Brian Pearce

Constant Reader:

Convertibility and Class Struggle

(January 1959)


From The Newsletter, 3 January 1959.
Transcribed by Christian Hogsbjerg.


Some people have been heard to say that we of The Newsletter are obsessed by parallels between developments in the nineteen twenties and at the present day.

Be that as it may, I doubt whether even the most sophisticated of ‘new thinkers’ has failed to notice the disturbing similarity between the decision to restore convertibility and the return to the gold standard in 1925.

That measure, dictated by the same concern to restore the financial role of the City of London, necessitated attacks on the working class in order to ‘strengthen the pound’.
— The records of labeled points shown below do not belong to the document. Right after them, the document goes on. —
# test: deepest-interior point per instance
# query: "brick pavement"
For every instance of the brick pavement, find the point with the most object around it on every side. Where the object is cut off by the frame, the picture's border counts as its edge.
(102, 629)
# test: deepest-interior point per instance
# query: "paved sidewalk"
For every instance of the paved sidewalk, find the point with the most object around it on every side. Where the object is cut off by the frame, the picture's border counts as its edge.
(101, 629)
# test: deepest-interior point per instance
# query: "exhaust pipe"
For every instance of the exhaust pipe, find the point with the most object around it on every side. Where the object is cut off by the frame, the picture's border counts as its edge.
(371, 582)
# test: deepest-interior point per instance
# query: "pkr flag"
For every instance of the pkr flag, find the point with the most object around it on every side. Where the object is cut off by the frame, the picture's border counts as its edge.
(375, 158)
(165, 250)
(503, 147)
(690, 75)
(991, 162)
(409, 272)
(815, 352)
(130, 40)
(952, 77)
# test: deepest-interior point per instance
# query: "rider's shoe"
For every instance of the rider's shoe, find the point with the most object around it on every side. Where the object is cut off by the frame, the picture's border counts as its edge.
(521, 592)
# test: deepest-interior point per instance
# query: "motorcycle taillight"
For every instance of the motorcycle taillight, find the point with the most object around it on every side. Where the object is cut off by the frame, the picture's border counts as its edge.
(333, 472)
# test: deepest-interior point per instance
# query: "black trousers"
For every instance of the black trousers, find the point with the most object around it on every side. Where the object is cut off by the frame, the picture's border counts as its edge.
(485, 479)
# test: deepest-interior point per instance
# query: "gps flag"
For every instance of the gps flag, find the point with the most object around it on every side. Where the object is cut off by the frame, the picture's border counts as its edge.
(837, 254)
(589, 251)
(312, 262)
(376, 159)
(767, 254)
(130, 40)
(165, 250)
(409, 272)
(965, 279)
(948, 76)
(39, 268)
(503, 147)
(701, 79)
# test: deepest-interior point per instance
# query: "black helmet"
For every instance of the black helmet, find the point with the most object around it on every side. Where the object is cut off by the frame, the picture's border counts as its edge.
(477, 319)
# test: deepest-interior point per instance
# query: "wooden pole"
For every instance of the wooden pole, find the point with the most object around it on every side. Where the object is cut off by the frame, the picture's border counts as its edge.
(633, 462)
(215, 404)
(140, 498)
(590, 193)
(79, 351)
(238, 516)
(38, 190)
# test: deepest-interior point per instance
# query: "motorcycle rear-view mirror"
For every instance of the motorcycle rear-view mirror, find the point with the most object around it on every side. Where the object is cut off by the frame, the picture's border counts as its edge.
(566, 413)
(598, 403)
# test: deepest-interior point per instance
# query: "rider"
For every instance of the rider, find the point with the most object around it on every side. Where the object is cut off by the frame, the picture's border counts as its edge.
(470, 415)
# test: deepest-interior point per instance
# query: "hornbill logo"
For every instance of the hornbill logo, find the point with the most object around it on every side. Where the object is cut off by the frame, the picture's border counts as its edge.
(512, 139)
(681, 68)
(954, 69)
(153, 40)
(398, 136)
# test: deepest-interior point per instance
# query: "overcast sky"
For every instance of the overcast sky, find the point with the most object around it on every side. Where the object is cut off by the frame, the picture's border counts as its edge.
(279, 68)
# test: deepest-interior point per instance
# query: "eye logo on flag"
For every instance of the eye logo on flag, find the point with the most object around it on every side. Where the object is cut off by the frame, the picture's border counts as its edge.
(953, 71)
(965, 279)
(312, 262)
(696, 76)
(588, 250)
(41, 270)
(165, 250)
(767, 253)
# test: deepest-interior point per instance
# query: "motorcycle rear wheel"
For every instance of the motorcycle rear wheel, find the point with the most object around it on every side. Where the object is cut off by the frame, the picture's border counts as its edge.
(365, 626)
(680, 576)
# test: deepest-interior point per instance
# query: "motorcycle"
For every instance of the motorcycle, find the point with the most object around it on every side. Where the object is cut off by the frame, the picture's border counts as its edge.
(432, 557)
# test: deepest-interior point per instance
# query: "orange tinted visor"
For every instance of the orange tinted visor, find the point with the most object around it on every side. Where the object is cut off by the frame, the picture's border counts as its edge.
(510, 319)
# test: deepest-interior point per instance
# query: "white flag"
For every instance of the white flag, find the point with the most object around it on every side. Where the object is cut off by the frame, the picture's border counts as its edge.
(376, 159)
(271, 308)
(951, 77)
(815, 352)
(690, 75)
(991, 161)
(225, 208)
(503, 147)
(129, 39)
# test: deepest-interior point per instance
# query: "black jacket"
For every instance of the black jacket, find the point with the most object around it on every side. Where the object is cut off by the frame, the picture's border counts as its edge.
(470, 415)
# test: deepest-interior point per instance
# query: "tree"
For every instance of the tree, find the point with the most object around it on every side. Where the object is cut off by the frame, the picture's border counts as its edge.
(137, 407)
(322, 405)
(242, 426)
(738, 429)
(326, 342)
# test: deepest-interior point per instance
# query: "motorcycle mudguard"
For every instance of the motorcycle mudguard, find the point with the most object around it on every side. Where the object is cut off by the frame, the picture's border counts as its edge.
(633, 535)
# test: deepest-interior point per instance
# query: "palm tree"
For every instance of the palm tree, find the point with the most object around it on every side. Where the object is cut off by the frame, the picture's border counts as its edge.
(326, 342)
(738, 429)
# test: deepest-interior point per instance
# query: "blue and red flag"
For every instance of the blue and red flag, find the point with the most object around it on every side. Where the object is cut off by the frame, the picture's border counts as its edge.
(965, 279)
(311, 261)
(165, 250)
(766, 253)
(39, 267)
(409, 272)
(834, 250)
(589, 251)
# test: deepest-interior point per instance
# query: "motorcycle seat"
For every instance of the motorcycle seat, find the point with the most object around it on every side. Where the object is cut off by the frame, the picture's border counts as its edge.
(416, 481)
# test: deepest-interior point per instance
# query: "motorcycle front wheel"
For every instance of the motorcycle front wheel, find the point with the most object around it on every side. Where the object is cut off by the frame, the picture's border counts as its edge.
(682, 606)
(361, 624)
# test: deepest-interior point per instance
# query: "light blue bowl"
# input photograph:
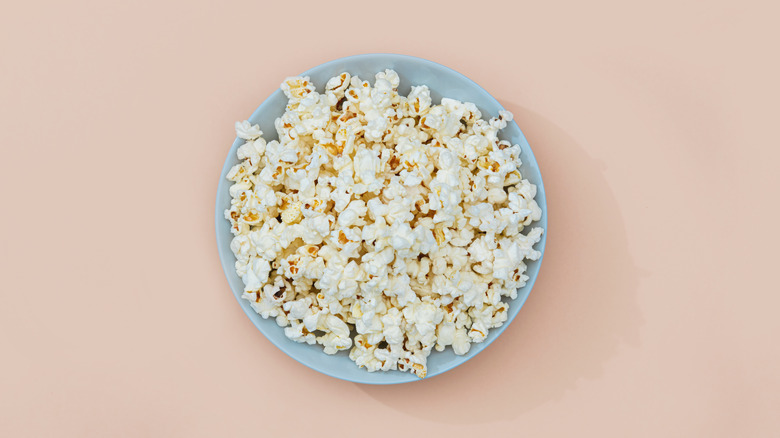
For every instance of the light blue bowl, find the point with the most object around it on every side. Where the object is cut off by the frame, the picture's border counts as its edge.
(413, 71)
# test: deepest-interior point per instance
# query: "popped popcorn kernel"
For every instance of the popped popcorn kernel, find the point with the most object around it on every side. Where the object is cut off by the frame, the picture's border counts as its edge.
(381, 224)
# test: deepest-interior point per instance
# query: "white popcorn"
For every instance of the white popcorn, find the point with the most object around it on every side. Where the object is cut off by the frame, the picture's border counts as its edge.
(247, 131)
(391, 216)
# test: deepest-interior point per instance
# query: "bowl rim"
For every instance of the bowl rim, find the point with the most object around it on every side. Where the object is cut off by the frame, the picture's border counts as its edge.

The return to the gold standard was followed inevitably by the attack on the miners in 1926 and the Trade Disputes Act in 1927, strait-jacketing the trade union movement.

The return to convertibility will drive the capitalists in the same direction now. Whether they will get away with it this time as they did in 1925–27 will depend, of course, on how far the lessons of that period and subsequent periods have been learnt by the workers-especially as regards reliance on the trade union bureaucracy in a phase of conflict when the employers really mean business.

Once again it is the miners who are in the forefront of the battle.

All sections need to see today, as they did then, the key significance of the miners’ struggle – but also to see many things that were not seen then, or not acted upon if seen.
 

CND and suffragettes

Many of the earnest people active in the Campaign for Nuclear Disarmament are now pondering on the future of their movement.

Those among them who consider themselves socialists but who, in despair or irritation, have turned away from work in the Labour movement, should consider the story of the suffragette struggle.

The militant leaders of that campaign were ‘socialists who laid aside their socialism to get the reform they had set their hearts upon accomplished’, and their activities ‘withdrew from the socialist movement certain forces which never returned’ wrote Joseph Clayton in The Rise and Decline of Socialism in Great Britain (1926).

Certainly, in estimating the reason why there was no workers’ revolution here in the years on the eve of the first world war one cannot leave out of account the part played the suffagette agitation in diverting energies from the decisive front.

Must not the test for the true progressiveness of any social or political movement in our century be whether or not it feeds the struggle for socialism, the only solution to our problems?
 

Something for everybody

From World Marxist Review, the successor to the old Cominform journal known as For–For, we learn that a conference on the history of the Labour movement took place in Berlin last October.

The Soviet delegate talked about a new textbook being prepared on the history of the Soviet Communist Party.

‘The delegates were particularly interested’ – I quote – ‘in the conception of the second world war as set out in the new textbook. The war began as an imperialist war both on the part of Germany and on the part of Britain and France. On its outbreak the Communist Parties and the Communist International rightly defined its character and accordingly formulated their practical slogans (against the imperialist governments of their countries and for an end to the war). In contrast to the first world war, the second, from the very outset, was a just war of liberation on the part of those countries which were victims of aggression by the fascist powers, whose aim was to destroy these national States and enslave their peoples. In the measure that fascist aggression expanded, the resistance of the peoples grew. Parallel with this, the character of the war as a whole also gradually changed, for the provisional government of France [de Gaulle?] and the government of Britain, under the direct threat of Nazi invasion, were compelled (while not abandoning in the long run their imperialist designs) to join forces with the people’s war of liberation. The process of changing its character was completed when the Soviet Union entered the war.’

Well, there is certainly something to please every school of thought in that formula; indeed, it looks as though it has been drawn up by some bureaucrat with just that aim in mind.

It’s like the result of the ‘caucus race’ in Alice in Wonderland: ‘Everybody has won and everybody must have a prize.’

Whether it makes sense and whether it squares with the facts of history are, of course, quite different matters.
 

Labour books

Visiting the bookshop at Transport House recently I was intrigued to notice what is stocked and what is not.

Universities and Left Review is well in evidence, but not the New Reasoner or Labour Review.

Benn Levy’s pamphlet putting the case for unilateral nuclear disarmament is there, also Drift’s Crisis of Britain and the British Empire and Gluckstein’s Mao’s China, but nothing that could by any stretch of the term be called ‘Trotskyist’.

Thus Cannon’s recently-published Notebook of an Agitator, though favourably reviewed by Tribune, is not there.

Nevertheless such thought-provoking books as Julian Symons’s The General Strike and V.L. Allen’s Power in Trade Unions are displayed.
 

Then and now

‘A new type of leadership is essential, if future struggles are to succeed. Revolutionary struggles demand the service of men untrammelled by capitalist law or bureaucratic etiquette.

‘These methods the present bureaucratic leadership refused to adopt, so that the miners have fought this struggle with their hands tied behind their backs by legal tape, and their eyes bandaged by union constitutions.’
– Arthur Horner, not then general secretary of the National Union of Mineworkers, in Coal: The Next Round (1926).